Atatürk Kültür Dil ve Tarih Yüksek Kurumu Başkanı Prof. Dr. Sadık Tural, Türkçe konuşan devletlerin biraraya gelip birlik olabilmeleri için, dillerinin de bir olması gerektiğini söyledi.
’’Türk Dil Bayramı ve Yunus Emre’yi Anma Törenleri’’ kapsamında, Karaman Belediyesi Yunus Emre Toplantı Salonu’nda ’’Ortak Türkçe’nin Oluşumu İçin Neler Yapılmalı’’ konulu bir panel düzenlendi. Atatürk Kültür Dil ve Tarih Yüksek Kurumu Başkanı Prof. Dr. Sadık Tural’ın başkanlığını yaptığı panele, Dağıstan’dan Prof. Dr. Nahide Camukova, Kırgızistan’dan Prof. Dr. Toktosun Ahmatov ve Doç. Dr. Gulzura Cumakunova, KKTC’den Prof. Dr. Mustafa Gökçeoğlu ve Türkmenistan’dan Doç. Dr. Seyit Nazar Arnazarov katıldı. Paneli Karaman Valisi İsmet Metin, daire müdürleri ve çok sayıda vatandaş izledi.
Panelde konuşan Prof. Dr. Sadık Tural, uzun süren çalışma ve fikir alışverişi sonucunda, Türkçe’nin başkenti sayılan Karaman’da, Türkçe konuşan devletlerin profesörleri ile ’’Ortak Türkçe nasıl kurulur, nasıl konuşulur? Bu konuda neler yapılmalı?’’ sorularına yanıt aradıklarını belirtti. Birçok bölgede değişik lehçelerde Türkçe’nin konuşulduğunu ifade eden Tural, ’’Tüm dünyada Türkçe konuşan devletlerin bir araya gelip birlik içinde olabilmeleri, beraberce manevi değerlerini koruyabilmeleri ve ilişkilerini güçlendirebilmeleri için dillerinin de bir olması gerekir’’ dedi.

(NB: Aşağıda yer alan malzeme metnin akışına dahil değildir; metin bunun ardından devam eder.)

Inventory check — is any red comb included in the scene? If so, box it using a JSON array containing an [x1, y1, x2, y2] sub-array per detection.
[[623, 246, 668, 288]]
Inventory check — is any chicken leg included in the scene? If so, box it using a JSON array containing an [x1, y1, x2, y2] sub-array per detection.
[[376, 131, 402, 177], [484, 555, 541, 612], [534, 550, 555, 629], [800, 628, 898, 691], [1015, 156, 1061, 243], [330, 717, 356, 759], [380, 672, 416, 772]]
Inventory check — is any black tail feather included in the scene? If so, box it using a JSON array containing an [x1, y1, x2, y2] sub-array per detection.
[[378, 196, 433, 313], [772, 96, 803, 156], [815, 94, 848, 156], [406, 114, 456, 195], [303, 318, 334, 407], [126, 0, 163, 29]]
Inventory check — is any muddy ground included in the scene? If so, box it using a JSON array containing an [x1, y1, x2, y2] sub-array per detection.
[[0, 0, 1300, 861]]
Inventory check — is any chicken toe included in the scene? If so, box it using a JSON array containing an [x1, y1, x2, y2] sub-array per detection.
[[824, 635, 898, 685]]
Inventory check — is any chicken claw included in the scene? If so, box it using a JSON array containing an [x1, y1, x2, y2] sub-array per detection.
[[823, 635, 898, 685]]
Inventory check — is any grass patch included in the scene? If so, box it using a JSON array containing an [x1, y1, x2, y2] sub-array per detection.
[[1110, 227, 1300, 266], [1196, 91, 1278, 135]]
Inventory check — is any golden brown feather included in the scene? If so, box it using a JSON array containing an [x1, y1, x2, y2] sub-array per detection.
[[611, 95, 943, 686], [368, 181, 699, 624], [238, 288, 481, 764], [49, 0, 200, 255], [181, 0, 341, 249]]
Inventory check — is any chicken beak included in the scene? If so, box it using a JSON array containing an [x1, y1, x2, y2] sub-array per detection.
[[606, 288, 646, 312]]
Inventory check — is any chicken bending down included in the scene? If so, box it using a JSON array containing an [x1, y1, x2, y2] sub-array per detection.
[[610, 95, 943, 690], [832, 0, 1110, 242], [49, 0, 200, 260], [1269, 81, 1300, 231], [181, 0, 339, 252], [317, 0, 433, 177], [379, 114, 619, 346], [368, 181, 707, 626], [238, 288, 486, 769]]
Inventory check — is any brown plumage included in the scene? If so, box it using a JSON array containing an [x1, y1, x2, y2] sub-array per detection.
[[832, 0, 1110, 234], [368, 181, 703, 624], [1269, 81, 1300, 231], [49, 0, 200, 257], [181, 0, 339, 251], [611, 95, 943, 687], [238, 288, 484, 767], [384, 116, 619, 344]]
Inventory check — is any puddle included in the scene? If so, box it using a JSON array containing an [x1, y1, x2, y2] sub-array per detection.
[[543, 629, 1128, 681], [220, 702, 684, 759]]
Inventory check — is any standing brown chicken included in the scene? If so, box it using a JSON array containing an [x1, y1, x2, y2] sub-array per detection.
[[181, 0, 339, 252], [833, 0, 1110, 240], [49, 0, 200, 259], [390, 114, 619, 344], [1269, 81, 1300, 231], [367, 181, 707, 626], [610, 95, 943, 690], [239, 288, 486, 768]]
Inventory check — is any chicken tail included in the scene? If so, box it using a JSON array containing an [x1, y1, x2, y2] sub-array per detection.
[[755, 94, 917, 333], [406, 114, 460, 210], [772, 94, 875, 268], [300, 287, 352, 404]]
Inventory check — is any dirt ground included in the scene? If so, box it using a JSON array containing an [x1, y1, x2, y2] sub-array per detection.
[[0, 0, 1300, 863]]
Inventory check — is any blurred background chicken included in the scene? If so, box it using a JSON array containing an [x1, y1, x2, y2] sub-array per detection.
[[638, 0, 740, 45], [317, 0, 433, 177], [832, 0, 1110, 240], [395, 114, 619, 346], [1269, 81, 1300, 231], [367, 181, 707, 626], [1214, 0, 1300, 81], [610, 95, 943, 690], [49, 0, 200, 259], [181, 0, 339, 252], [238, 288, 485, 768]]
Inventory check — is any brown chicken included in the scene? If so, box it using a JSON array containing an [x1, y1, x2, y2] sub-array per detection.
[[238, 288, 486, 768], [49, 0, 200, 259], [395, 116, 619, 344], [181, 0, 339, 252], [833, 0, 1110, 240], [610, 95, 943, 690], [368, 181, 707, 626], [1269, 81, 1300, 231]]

Azerbaycan’dan panele katılan Prof. Dr. Tofik Hacıyev de, tüm Türk dünyası birarada düşünüldüğü takdirde, ortak iletişim dilinin şart olduğunu ifade etti. ’’Bu dil hangisi olmalı?’’ sorusuna cevap verilmesi gerektiğini de vurgulayan Prof. Dr. Hacıyev, ’’Azerbaycan Türkçe’si olabilir, Kırgızistan Türkçe’si olabilir, Türkmenistan Türkçe’si olabilir. Hepsi olabilir. Türkçe çok geniş anlamlı ve köklü bir dil. Türkçe konuşan devletler arasında şu anda en popüler olan Türkiye Türkçesi’dir’’ diye konuştu. Prof. Dr. Hacıyev, konuşmasına şöyle devam etti:
’’Türkiye Türkçe’si, Türkçe konuşan devletler arasında iletişim dili olmaya hazır mı? Bu sorunun cevabı hem evet, hem hayırdır. Bugün bizler, yaşlı insanlar Türkiye Türkçe’si’nde bazı kelimeleri anlayamıyoruz. Fakat çocuklarımız, torunlarımız anlıyorlar, biliyorlar. Onlar televizyonlardan, basın yayın organlarından, Türkçe kitaplardan Türkçe’yi öğrendiler.’’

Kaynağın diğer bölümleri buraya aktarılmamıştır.